Welcome to the wonderful world of handicapped chess engine ratings. You're finding out that almost all of the time, the assigned ratings are just guesses. :)
Exact ELO of low quality engines or SF at lower levels's ELO or Leela's old versions's ELO...?

Let's try to make accurate guesses then, at least so they make some sense as far as possible.
How would you rate a child who just learned the pieces movements and the rules but has absolutely zero understanding of the tactics and zero training to see when a piece is hanging or attacked and then played mainly intuitively with poor untrained intuition?
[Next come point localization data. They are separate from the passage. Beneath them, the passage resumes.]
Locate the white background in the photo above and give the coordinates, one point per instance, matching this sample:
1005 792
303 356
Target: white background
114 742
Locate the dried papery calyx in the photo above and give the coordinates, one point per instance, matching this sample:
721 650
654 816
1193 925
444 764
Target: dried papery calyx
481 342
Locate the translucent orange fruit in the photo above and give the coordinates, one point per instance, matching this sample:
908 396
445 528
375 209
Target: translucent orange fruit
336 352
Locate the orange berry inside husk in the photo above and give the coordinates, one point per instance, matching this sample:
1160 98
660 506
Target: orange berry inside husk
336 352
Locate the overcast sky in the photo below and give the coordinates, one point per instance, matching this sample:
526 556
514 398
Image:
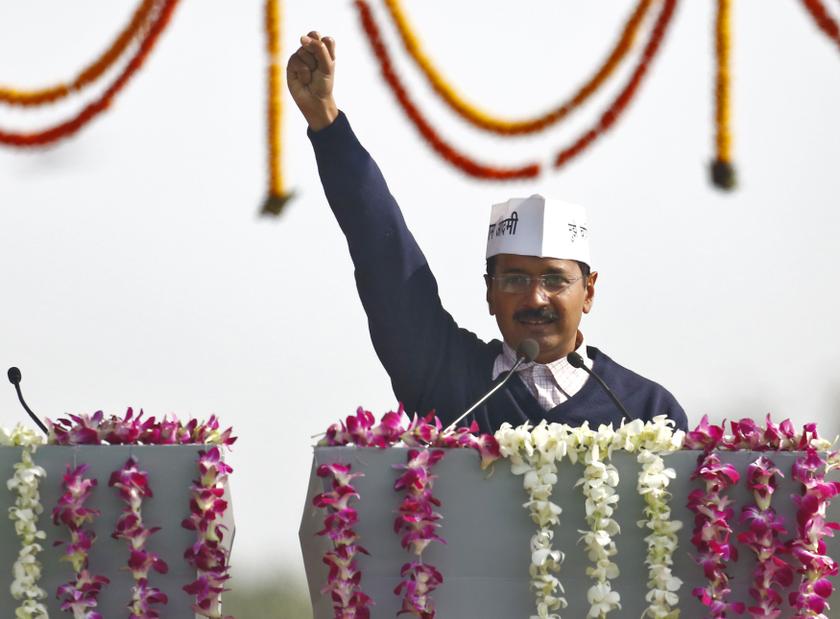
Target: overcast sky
135 271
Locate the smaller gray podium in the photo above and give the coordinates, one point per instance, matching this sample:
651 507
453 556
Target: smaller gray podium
486 558
171 472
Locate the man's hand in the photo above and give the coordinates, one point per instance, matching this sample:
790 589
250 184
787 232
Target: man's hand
310 75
It should be better than random, but just slightly. Why not take Elo100 random and Elo200 Child first day? We don't really need the first hundreds to fit the Elo formula too much otherwise we'll need negatives Elo (My guess is if we want to be really accurate then we'll have Child around Elo -200 and Random around Elo -500 then a player trying to loose even lower, that may be interesting but has no use at all, better for me is finding a scale with which somehow a beginner will find easy to pick up the engines playing his level in my collection, not that I need this, but that it forces me to have a scale that keep some practical sense. Then higher than lvl 1500 it makes sense that Elo formula is respected. If I do make it a real goal, then I'll probably have engines ending with much higher Elo rating than those usually assumed. It would be no surprise as many state they are a few hundred points underrated. Elo points system cannot work correctly if there is few games played between two communities. And there is a lot of games between engines, a lot between humans, but very few RATED between H/E. And it's hard to make real correspondence as they don't play the same.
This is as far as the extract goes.